Lors de mon parcours ingénieur à Clermont-Ferrand, j’ai eu la chance de pouvoir découvrir et étudier les fromages d’Auvergne comme le Saint-Nectaire², le Cantal², la Fourme d’Ambert² ou encore le Salers². Quel plateau ! … je découvrais que la diversité fromagère française était vraiment extraordinaire. C’est à ce moment précis, je crois, que j’ai fait le choix de consacrer ma carrière à l’affinage des fromages, domaine assez méconnu pourtant si fascinant.

Après une première expérience fromagère en Bretagne, j’ai pu rejoindre la fromagerie Istara à Larceveau, au Pays Basque, en tant que Responsable de l’Affinage. Un poste que j’ai occupé pendant plus de 10 ans, période au cours de laquelle j’ai énormément appris. Il y a quelques années, j’ai eu l’opportunité de pouvoir revenir dans ma région natale du Béarn en tant qu’affineur pour la fromagerie MATOCQ, un véritable retour aux sources pour moi ! »  

Fromagerie-MATOCQ

Photographie de la fromagerie Matocq (Copyright : Laurent Pascal)

Pouvez-vous nous présenter cette fromagerie ?
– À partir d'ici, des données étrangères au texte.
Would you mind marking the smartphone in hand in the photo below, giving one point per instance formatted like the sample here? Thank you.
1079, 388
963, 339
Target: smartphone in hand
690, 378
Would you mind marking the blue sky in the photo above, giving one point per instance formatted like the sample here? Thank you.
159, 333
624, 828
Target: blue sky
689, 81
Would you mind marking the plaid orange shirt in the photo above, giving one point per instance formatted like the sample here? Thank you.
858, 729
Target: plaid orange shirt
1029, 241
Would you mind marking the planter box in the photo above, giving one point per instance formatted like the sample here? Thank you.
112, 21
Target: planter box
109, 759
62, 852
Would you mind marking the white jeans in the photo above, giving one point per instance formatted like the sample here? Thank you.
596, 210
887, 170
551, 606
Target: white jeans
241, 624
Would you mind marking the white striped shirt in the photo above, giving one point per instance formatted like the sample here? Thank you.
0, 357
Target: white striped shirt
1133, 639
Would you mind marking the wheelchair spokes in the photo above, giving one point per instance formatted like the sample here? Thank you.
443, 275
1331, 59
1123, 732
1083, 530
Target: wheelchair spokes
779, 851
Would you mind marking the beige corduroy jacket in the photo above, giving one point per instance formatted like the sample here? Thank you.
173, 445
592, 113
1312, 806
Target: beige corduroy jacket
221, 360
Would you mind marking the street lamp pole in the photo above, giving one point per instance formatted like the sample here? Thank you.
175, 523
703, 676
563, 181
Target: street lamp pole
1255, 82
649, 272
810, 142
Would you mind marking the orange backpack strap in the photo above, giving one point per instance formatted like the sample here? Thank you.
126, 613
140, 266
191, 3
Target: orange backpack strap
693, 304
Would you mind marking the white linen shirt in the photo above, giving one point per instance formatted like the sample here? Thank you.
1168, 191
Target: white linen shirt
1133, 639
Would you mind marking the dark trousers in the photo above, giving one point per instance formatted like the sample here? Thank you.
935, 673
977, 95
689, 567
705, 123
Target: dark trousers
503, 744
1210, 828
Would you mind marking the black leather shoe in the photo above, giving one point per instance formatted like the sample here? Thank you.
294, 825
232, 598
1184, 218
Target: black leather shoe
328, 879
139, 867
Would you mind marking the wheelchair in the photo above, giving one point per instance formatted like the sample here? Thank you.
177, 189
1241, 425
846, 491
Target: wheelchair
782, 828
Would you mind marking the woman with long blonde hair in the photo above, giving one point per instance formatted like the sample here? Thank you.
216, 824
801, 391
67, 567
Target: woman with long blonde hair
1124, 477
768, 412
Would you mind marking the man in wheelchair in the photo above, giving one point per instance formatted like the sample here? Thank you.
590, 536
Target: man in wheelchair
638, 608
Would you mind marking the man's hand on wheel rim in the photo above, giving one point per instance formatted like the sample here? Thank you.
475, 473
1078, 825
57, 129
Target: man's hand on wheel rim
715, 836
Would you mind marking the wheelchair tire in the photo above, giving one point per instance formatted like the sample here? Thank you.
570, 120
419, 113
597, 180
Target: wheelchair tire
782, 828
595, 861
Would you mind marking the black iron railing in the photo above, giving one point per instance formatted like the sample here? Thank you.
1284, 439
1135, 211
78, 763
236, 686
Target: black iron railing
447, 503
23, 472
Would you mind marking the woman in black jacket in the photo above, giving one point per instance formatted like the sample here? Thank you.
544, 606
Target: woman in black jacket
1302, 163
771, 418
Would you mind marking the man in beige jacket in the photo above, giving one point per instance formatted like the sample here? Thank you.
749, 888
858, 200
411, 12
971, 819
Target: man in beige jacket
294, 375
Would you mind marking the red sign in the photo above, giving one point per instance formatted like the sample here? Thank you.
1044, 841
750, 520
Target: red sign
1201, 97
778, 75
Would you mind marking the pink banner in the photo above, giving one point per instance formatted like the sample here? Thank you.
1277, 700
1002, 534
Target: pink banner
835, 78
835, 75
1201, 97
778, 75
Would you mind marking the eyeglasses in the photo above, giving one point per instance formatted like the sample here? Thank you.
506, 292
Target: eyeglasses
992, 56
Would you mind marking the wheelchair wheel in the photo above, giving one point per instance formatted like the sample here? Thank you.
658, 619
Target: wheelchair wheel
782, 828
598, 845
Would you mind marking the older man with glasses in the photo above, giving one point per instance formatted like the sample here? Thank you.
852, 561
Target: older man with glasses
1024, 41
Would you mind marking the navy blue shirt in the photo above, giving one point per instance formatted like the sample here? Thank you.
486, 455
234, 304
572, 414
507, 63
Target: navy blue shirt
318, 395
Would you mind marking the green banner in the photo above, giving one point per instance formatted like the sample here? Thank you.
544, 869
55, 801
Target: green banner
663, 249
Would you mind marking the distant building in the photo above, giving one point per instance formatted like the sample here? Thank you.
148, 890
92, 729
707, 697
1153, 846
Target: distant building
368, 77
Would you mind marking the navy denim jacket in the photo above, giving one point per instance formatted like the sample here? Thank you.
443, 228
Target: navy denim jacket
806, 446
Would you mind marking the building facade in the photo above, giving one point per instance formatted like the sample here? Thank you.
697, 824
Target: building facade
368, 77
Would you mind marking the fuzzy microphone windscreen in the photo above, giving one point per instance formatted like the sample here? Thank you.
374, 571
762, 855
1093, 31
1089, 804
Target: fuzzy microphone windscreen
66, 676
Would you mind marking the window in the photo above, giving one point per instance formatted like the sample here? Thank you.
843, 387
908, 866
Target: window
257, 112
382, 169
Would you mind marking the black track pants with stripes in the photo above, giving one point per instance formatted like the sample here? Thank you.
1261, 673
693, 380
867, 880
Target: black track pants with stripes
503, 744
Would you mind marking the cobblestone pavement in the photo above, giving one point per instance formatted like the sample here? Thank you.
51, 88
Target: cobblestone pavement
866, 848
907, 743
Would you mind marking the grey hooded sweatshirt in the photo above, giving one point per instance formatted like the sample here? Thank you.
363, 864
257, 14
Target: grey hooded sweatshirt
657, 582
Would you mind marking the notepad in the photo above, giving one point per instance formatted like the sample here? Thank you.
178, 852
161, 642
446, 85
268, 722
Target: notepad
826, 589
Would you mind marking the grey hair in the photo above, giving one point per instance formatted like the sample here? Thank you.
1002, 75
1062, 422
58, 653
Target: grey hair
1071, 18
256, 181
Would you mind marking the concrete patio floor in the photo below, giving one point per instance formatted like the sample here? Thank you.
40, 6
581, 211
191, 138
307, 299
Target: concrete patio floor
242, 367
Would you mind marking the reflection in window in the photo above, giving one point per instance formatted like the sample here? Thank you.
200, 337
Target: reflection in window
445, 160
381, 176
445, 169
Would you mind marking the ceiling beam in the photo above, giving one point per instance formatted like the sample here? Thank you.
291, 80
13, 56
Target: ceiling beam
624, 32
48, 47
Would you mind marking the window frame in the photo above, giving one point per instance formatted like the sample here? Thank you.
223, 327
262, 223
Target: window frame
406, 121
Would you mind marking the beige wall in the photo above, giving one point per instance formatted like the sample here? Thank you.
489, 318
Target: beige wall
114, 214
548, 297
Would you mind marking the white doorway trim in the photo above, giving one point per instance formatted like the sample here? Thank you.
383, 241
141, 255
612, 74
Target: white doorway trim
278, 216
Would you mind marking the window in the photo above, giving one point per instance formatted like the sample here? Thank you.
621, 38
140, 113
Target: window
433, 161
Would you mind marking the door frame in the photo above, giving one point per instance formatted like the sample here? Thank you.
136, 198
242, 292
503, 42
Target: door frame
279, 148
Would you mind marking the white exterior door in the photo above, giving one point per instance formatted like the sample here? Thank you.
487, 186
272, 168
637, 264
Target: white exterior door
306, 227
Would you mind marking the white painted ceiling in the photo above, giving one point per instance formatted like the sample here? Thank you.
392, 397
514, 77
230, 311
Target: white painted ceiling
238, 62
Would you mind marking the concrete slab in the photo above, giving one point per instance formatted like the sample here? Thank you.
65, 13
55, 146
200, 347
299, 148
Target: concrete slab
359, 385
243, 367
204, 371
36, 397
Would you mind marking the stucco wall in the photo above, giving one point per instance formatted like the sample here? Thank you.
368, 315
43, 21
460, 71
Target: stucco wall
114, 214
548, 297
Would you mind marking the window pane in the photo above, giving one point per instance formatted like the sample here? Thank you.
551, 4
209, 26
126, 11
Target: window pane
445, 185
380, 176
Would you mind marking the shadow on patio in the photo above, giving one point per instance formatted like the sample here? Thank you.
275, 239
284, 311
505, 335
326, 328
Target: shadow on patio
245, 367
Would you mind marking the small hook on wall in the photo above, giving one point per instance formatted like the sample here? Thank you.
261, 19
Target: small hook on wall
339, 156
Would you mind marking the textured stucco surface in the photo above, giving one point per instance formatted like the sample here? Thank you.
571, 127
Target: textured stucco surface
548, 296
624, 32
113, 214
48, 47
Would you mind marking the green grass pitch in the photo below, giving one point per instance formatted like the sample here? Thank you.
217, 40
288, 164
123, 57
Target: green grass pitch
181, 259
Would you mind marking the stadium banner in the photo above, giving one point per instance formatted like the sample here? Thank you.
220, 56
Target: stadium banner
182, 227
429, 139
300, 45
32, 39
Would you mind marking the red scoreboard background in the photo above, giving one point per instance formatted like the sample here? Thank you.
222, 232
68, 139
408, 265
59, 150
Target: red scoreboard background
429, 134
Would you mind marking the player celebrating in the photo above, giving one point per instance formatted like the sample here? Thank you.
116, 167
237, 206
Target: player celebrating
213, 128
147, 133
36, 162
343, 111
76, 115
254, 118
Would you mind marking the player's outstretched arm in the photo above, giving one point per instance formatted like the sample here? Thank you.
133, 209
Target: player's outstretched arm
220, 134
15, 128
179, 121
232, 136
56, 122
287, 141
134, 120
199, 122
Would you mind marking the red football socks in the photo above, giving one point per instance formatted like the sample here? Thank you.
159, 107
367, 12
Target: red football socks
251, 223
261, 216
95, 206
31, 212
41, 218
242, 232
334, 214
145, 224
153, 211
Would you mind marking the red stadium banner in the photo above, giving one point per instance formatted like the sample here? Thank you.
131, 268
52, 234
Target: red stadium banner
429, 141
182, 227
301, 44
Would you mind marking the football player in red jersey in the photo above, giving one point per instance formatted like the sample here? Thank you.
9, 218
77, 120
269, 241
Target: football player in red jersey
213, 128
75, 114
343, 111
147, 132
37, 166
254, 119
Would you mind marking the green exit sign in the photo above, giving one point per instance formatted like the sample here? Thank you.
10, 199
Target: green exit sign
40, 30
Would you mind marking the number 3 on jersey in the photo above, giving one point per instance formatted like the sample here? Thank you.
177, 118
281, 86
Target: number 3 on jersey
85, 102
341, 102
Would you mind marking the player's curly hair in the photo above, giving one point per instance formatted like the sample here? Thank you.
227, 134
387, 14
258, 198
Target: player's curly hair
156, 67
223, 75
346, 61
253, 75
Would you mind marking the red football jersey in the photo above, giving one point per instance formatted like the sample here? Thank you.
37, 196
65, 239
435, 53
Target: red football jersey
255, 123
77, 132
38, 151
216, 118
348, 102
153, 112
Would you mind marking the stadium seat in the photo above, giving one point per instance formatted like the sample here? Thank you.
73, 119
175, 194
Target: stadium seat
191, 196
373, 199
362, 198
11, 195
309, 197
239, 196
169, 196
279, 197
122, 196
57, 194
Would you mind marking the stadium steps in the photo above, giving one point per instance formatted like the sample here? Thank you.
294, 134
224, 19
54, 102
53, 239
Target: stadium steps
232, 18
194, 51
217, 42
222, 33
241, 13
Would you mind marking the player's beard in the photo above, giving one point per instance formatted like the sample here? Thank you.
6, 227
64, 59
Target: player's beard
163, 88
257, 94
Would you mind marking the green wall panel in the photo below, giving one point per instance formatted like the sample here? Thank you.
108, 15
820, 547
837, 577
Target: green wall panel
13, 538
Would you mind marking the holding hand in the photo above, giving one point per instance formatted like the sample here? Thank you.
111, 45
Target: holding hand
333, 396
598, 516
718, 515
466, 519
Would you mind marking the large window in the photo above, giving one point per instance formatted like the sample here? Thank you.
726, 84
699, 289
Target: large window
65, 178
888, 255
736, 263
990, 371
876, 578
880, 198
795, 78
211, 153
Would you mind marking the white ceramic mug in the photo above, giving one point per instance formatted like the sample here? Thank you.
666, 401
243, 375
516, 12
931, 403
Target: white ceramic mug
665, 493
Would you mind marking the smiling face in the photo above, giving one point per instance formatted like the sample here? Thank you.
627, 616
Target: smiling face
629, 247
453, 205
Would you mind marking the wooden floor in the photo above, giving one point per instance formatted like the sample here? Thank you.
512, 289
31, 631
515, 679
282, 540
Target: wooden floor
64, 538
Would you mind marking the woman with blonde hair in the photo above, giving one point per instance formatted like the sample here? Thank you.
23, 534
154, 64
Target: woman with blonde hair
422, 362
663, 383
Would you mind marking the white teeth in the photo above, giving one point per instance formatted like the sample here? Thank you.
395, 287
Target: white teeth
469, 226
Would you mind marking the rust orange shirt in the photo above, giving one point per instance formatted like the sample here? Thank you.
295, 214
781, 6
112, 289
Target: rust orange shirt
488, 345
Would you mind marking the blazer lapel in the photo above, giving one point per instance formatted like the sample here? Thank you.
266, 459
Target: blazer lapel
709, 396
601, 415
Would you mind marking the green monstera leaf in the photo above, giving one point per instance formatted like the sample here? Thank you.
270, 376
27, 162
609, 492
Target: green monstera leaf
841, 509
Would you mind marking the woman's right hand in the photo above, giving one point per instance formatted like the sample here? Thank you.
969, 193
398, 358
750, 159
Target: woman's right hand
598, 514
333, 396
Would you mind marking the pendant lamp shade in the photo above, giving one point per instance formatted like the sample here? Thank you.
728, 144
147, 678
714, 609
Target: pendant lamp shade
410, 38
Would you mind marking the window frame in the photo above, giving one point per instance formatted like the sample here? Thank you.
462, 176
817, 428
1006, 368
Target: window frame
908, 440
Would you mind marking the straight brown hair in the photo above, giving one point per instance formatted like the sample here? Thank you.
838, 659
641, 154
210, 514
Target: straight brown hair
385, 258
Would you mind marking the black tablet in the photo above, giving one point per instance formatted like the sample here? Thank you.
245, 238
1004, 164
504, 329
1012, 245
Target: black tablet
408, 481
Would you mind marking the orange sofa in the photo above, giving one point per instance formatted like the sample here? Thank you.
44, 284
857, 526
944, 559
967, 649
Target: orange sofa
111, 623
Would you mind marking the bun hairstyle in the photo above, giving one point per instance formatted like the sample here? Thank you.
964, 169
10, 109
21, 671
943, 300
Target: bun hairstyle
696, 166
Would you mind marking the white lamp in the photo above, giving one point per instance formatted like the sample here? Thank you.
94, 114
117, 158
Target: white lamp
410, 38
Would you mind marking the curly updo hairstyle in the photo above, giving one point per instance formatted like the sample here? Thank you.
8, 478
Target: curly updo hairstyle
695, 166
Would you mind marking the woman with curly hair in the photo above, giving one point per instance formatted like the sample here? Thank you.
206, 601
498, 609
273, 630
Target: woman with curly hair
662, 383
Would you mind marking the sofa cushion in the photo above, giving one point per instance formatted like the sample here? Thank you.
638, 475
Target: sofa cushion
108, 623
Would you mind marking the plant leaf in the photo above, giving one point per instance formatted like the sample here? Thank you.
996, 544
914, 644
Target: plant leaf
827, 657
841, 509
« La fromagerie Matocq est située à Asson dans le Béarn, au pied des Pyrénées et au cœur d’une nature préservée. Ici tout est fait à la main, et nous pratiquons une technique d’affinage bien spécifique : l’affinage Béarnais. Depuis sa création en 1950 par Jean Matocq, la fromagerie a conservé toute son histoire et des valeurs fortes. Au quotidien, mon équipe, pour grande partie originaire de la vallée proche, reproduit des gestes ancestraux, issus des traditions d’affinage typiquement Béarnaises, avec des frottages humides qui développent une pâte plutôt souple et une couleur de croutage orangée caractéristique. J’ai la chance de pouvoir travailler sur une gamme de 22 fromages différents, au lait pasteurisé, comme l’Ossau-Iraty AOP, le Kaikou, ou l’Eguia, affiné 10 mois d’âge, mais aussi des fromages au lait cru, comme le Pur Brebis Fermier par exemple, fabriqués directement sur l’exploitation par nos producteurs fermiers partenaires. Chacun de ces produits ayant des spécificités bien particulières. »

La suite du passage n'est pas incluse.